E tu, pia madre di giovenchi invitti
a franger glebe e rintegrar maggesi
e d’annitrenti in guerra aspri polledri
Italia madre,
madre di biade e viti e leggi eterne
ed inclite arti a raddolcir la vita,
salve! A te i canti de l’antica lode
io rinnovello.
Plaudono i monti al carme e i boschi e l’acque
de l’Umbria verde: in faccia a noi fumando
ed anelando nuove industrie in corsa
fischia il vapore.
Parafrasi
Il componimento inizia con la descrizione minuziosa del paesaggio circostante umbro e celebra le fonti del Clitumno. Il fiume umbro che vive nel ricordo d’illustri scrittori romani, nella leggenda degli armenti resi bianchi dalle acque, nella bellezza della natura di cui è parte, ora selvaggia, ora preziosa, che è ancora verde e vivace come nei tempi di Roma.
Scendono verso sera al fiume le pecore guidate dai fanciulli e le madri cullano i loro piccoli sulla soglia dei Casolari mentre i padri, finito il lavoro, riconducono nelle stalle buoi e carri. Le nubi fumano dall’Appennino e l’Umbria guarda dalle montagne digradanti intorno. Con l’Umbria verde, il poeta saluta il dio Clitumno, al quale non si addicono gli umili e molli salici piangenti, ma gli antichi e possenti alberi italici, frassini, lecci e cipressi.

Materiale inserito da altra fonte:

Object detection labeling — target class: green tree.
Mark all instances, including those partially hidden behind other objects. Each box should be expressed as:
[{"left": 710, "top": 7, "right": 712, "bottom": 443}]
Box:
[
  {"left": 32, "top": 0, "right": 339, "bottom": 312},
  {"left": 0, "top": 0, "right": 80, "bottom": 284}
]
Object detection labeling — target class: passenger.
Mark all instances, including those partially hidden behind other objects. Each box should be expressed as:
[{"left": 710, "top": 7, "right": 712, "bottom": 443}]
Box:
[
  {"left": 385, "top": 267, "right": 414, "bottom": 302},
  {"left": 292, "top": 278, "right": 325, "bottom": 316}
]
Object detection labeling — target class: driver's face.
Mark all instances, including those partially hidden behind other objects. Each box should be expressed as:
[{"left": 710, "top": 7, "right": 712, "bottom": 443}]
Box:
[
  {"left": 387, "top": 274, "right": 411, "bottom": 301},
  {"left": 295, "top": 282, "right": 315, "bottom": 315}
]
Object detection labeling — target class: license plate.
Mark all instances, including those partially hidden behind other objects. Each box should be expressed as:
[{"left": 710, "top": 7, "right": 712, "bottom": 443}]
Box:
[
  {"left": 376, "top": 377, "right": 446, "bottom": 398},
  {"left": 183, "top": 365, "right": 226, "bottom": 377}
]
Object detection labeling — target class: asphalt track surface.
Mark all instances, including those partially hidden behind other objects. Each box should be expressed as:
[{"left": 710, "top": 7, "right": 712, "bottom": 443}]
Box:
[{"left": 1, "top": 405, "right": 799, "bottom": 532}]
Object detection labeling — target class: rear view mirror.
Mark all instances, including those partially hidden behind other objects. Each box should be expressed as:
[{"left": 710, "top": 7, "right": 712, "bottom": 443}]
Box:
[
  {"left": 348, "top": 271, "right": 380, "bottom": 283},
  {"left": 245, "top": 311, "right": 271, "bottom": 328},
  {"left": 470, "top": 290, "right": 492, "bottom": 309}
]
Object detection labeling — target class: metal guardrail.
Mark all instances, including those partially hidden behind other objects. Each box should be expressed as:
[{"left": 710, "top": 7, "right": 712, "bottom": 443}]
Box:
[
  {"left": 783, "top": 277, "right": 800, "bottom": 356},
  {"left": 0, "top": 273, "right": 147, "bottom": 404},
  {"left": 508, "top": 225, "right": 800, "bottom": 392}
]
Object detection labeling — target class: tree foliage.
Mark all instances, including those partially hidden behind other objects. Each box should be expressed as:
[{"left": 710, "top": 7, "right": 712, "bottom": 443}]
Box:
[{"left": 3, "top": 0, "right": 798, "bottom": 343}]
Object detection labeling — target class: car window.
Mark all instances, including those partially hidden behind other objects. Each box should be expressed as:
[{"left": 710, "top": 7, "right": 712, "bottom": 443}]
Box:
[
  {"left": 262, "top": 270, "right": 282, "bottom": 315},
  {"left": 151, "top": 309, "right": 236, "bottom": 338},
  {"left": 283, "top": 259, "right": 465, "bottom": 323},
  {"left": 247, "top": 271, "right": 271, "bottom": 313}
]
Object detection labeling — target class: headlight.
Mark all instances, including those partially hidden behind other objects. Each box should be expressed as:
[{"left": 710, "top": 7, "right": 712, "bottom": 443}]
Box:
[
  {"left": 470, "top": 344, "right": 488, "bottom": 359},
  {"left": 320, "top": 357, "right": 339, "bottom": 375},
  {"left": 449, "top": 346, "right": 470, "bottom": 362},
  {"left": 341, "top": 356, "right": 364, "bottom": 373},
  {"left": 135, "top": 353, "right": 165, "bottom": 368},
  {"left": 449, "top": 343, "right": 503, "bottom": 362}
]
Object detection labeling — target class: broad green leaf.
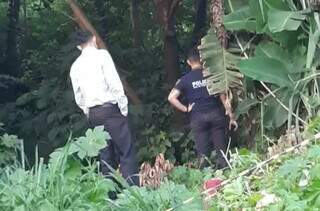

A Clitumno, il poeta Giosuè Carducci chiede di narrare la storia di cui è stato testimone, il succedersi delle signorie degli Umbri, degli Etruschi e dei Romani, la riscossa e la vittoria italica contro Annibale a Spoleto. “Ora è tutto silenzio: sono fuggite le ninfe, che cantavano le nozze di Giano e Camesena da cui ebbe origine la stirpe italica, né ha più luogo il culto del dio Clitumno, né più i tori bagnati nel fiume conducono trionfi romani ai templi, da che il Cristianesimo soverchiò l’antica civiltà fervida di vita e rese vile l’animo umano”. Rinnovando all’Italia il saluto virgiliano, il poeta la invita a risorgere nella chiarezza razionale e nell’integrità morale greca e romana, nella libertà e nel progresso dei tempi nuovi.
Sintesi
Paesaggio e mito, natura e storia, passato e presente, poesia ed eloquenza si fondono nel componimento di Carducci, in un periodo particolarmente delicato, inquieto e fecondo della sua storia.